The biblical story of the road to Emmaus makes it clear that revelation occurs in the breaking of bread. I may never have occasion to break bread with my Amish sisters and brothers, but it is vital that I break bread with those who otherwise may never realize that I am their sister in Christ.

Affirm: A Sexual Reformation

Several books have shaped my understanding of sex. The first was in the late 90s: The Vagina Monologues, by Eve Ensler. Vagina Monologues unapologetically told the stories of women and our often-unhealthy experiences with sex and our bodies. The book provided us with a place to enter conversations about our own stories.

In 2010, I saw the Tyler Perry movie For Colored Girls and read poems of Ntozake Shange. The movie and poems helped me gain a new perspective on my identity as a black woman and the roles I and women like me play due to the harm done to us.
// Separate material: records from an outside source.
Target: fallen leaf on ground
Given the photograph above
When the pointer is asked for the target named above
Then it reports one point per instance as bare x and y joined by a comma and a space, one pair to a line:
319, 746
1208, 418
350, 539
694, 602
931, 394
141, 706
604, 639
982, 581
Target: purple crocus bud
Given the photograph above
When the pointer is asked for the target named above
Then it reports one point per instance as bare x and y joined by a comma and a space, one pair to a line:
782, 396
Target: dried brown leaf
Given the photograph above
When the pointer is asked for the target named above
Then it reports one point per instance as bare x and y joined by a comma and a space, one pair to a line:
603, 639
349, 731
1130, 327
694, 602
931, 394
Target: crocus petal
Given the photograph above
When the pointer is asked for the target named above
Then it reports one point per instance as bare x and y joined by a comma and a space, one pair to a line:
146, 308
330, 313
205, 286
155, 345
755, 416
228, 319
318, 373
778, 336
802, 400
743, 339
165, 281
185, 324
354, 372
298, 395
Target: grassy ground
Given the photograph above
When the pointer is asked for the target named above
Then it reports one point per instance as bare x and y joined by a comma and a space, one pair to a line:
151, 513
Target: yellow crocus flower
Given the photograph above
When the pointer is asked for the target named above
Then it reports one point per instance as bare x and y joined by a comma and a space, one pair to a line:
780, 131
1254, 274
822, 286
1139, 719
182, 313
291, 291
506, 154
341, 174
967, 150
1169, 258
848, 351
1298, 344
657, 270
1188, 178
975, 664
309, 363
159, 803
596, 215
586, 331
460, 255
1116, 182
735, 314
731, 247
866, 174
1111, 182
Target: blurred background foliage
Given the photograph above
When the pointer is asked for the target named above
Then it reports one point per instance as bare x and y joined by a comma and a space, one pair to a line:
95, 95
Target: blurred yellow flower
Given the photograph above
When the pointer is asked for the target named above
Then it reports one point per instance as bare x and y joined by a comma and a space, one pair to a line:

The movie and the poems are powerful, and I think every woman of color would be able to find themselves in one or more of the characters.

I was recently offered another life-shifting resource, a new book titled Shameless: A Sexual Reformation, by Nadia Bolz-Weber. Reading Shameless has catapulted me into new awareness and ways of talking about sex.

Shameless is a theological storytelling of how the church and our theologies have shaped grave misunderstandings about God’s word. The author touches on important issues that have caused many women to question, hide, and hate their own bodies and personhood. She walks us through how the things we hear, see, and feel influence our lives as sexual beings. When shameful words and beliefs dominate, they cause lifelong damage.

Nadia Bolz-Weber’s work will shock and produce some level of anxiety for any reader—and for some, probably more than they want to deal with. I say this to warn people with fragile sensibilities. If this is true of you, then you may not be able to read this book. You may also want to stop reading this blog post because the story I am going to tell could very well touch on your sensibilities.

Many years ago, my husband and I ran a weekly teen ministry at our home church in Elkhart, Indiana. Each week, some 40 teens would gather to discuss all manner of life and how God is in the details. Most of the children were not churchgoers, and many had negative feelings about the church, yet they came every week to talk. One week, our conversation had something to do with sex. A 16-year-old girl told us that her mother would say, “don’t let no boy trick you out your panties.” Any conversation about sex, teen pregnancy, dating, or relationships led to that standing line. This, she said, was her mother’s version of “the sex talk.” She hated it.

The young lady went on to tell us that she lost her virginity to a boy, and her mother found out. Her mother chastised: “Didn’t I tell you not to let no boy trick you out your panties!” She calmly responded, “He didn’t; I gave them to him.” Her mother’s inability to offer her daughter a healthy way of understanding her body and its value caused her daughter to reject her message and what was likely deep concern.

It’s not just what you say but how you say it. Parents would do well to learn how to have positive and honest conversations with our children about sex and sexuality. We need to leave behind talk laced with commands and distressing scenarios.

Shameless: A Sexual Reformation helps us to think through the religious and commercial origins of our fear of sexuality. Nadia brilliantly tells the biblical story without the harsh interpretations many of us grew up with, inviting us to hear it with new ears. This reading has awakened me to a new perspective and pushed me to read the familiar stories again.

I recommend Shameless: A Sexual Reformation for those who seek to find a new love for the church and those who hope or need to talk about sex with their children, youth group, women’s groups,  or church leaders.